Mme Laila Oumoul: « pour avoir un chiffre précis des populations Mbororo, il faut aller vers eux, ne pas attendre qu’ils viennent dans les bureaux « .

L’association MBOSCUDA a lancé un projet visant à faciliter l’établissement d’actes de naissance pour 600 enfants scolarisés au sein de leur communauté dans la région de l’Adamaoua. Un  projet qui s’est étendu à plusieurs   autres régions , pour répondre à la question de la citoyenneté , qui présente l’avantage de donner la possibilité à l’accès aux différents documents d’identité , et qui ouvrent la voie au droit de vote. D’ailleurs, parmi les panélistes figurait Mme Laila Oumoul, représentante des opérations électorales et référendaires d’ELECAM (Elections Cameroon) pour le Nord ; venu rappeler la nécessité pour le peuple Mbororo de se faire enregistrer dans les listes électorales en vue des prochaines échéances. Plusieurs campagnes d’identification de proximité ont permis d’enregistrer plusieurs Mbororo dans leurs cantons respectifs.   L’urgence est d’autant plus signalée,  que le calendrier des descentes pour l’année 2024 arrivera à terme le 31 août prochain.

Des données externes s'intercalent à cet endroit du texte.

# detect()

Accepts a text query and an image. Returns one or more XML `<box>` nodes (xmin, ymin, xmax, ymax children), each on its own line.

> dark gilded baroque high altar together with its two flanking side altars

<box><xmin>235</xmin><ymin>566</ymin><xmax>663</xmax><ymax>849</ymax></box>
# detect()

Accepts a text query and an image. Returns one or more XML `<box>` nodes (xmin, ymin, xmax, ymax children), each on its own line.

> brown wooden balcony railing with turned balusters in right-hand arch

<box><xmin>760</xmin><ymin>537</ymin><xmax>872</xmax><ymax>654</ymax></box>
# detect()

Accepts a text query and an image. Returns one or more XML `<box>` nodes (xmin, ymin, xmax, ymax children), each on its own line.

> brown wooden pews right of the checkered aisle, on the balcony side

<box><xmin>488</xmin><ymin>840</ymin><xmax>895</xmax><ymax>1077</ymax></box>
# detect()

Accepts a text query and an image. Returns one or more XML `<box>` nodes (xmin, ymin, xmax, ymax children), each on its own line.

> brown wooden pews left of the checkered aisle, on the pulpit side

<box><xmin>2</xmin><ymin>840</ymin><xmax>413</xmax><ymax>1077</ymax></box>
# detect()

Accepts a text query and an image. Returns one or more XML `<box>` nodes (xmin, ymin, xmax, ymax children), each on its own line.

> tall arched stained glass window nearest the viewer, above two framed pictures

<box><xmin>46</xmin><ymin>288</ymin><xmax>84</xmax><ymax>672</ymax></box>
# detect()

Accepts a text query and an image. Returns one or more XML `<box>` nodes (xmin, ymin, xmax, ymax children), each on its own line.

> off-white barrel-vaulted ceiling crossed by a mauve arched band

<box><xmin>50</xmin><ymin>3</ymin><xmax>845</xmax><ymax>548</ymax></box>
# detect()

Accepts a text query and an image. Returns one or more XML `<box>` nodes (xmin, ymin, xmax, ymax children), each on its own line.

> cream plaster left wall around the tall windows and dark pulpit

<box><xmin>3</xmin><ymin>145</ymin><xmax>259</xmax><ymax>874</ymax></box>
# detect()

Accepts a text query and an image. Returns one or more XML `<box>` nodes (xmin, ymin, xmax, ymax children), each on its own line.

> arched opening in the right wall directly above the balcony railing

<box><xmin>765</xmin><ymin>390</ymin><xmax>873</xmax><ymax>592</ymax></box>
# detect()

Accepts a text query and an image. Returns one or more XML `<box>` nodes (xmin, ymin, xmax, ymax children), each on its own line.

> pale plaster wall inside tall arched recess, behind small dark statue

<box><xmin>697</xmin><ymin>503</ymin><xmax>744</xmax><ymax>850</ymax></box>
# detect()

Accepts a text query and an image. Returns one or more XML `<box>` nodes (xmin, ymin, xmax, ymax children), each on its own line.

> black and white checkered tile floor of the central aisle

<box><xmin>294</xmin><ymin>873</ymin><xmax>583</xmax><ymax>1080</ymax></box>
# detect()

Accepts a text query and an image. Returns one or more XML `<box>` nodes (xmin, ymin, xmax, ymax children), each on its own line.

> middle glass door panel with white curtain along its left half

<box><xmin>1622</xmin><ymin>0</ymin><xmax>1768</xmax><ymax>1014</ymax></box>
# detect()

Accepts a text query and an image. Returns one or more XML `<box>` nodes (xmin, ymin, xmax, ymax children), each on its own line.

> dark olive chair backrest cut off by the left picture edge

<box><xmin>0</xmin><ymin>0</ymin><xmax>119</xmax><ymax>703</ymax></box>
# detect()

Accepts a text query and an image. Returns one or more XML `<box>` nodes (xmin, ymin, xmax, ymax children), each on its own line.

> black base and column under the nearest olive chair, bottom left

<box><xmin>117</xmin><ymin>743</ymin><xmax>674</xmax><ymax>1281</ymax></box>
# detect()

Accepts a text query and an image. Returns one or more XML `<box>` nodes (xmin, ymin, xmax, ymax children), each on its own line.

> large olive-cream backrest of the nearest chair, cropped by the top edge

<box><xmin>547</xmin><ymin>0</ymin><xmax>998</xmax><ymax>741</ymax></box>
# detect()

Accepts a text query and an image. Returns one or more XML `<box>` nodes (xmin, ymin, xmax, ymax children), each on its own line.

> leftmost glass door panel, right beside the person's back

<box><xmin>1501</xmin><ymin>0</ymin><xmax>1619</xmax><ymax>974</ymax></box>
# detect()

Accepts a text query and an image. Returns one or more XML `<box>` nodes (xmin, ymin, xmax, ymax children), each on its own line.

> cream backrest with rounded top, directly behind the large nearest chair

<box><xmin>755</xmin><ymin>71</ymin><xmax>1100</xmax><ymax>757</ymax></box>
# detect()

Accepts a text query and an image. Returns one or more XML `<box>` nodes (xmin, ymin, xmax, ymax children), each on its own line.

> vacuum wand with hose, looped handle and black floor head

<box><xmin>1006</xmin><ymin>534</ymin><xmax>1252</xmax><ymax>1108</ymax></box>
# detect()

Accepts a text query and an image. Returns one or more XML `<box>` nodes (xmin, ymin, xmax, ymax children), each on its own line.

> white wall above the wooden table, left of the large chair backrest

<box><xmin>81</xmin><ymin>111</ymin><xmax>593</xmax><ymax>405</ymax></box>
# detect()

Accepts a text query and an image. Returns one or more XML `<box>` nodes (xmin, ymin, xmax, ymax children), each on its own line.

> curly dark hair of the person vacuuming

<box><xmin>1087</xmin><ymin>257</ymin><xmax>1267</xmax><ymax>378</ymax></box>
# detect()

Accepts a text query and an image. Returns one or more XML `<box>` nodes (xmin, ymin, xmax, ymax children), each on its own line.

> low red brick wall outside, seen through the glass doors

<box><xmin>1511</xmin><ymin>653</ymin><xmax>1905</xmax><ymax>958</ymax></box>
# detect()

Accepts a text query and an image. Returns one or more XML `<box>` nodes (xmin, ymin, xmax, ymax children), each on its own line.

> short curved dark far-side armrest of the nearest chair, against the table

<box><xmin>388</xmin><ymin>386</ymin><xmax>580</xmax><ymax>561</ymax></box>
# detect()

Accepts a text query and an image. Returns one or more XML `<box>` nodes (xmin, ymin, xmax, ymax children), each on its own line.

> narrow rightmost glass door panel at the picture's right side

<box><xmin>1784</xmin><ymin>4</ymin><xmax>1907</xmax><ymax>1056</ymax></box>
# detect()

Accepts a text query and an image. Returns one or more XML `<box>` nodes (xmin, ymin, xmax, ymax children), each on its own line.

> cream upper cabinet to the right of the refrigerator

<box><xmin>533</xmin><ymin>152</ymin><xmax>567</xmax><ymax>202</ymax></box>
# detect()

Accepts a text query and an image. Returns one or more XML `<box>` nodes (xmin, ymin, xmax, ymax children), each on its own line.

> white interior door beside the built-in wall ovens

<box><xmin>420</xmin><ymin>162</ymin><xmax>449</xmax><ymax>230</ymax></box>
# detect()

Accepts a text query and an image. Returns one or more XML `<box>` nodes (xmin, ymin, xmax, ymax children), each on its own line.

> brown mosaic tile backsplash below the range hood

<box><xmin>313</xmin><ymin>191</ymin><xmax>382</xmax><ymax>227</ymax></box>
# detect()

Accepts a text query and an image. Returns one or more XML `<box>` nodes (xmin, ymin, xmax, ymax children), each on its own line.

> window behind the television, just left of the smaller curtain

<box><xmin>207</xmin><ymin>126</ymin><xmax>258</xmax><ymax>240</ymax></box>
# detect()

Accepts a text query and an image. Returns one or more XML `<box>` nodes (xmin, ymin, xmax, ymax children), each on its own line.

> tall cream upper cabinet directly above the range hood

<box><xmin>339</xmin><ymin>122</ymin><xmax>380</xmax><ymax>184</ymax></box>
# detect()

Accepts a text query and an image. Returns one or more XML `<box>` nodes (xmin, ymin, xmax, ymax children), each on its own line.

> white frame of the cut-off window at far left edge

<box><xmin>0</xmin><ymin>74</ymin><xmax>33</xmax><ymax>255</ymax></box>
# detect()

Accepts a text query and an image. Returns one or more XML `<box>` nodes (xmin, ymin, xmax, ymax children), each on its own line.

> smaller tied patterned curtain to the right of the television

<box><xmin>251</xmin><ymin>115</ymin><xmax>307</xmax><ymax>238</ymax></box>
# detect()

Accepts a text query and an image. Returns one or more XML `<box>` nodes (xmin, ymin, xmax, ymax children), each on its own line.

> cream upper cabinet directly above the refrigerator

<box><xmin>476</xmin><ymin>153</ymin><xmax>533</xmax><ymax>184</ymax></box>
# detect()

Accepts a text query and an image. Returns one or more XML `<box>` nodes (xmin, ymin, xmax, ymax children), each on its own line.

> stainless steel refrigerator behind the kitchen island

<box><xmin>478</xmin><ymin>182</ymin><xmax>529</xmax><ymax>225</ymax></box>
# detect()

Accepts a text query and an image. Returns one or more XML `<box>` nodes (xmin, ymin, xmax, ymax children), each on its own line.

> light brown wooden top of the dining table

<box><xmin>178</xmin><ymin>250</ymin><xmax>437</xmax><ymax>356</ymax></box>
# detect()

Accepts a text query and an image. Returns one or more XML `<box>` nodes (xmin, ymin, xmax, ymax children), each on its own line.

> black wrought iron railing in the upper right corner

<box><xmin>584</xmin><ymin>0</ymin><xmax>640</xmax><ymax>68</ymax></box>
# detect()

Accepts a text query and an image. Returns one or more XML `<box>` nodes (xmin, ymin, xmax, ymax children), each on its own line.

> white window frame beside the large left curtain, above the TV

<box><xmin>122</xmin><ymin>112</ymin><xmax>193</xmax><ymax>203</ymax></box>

Modibbo Salihou Moussa/ Président régional MBOSCUDA Nord :  » suite à un travail de cartographie par GPS réalisé aux côtés de SNV Cameroun, nous avons droit à 40 620 hectares de zone de pâturage, je maitrise chaque parcelle de terre qui nous est dû ».

Mme Tchounkep Stella ; chargée de campagne forêt à Greenpeace Afrique, a procédé à la restitution des travaux menés lors de la conférence des OSC du bassin du Congo, en ce qui concerne les politiques sociales portant sur la protection des peuples autochtones. En vue de la réduction de la vulnérabilité des peuples autochtones, il serait important de procéder à la : – reconnaissance des droits fonciers, -la participation aux décisions, –l’accès à la justice, – la protection de l’environnement : pour  promouvoir une gestion durable des forêts,  énoncer un décret d’application de la loi APA, qui encadre  l’accès et le partage des bénéfices issus des connaissances traditionnels, et biogénétiques que possèdent les peuples autochtones.

Quelques Recommandations

 Ce qui implique entre autre d’établir des MoU  entre les multinationales et les communautés vulnérables issues de ces minorités ethniques. De ces différents exposés il est ressorti que  le mode de vie nomade des Mbororo  contribue à la préservation des écosystèmes dont ils dépendent pour leur survie et leur bien-être. Ces mesures , associer à l’amélioration des conditions de dispensation du savoir, à l’instar de l’instauration du système des » écoles nomades » peuvent aider à renforcer la résilience des peuples autochtones face aux pressions externes et à conserver leur mode de vie traditionnel. La suite des activités liées à la célébration de la journée Internationale des peuples autochtones se tiendra dans la localité de Poli, un festival folklorique Mbororo y est prévu le 9 août 2024.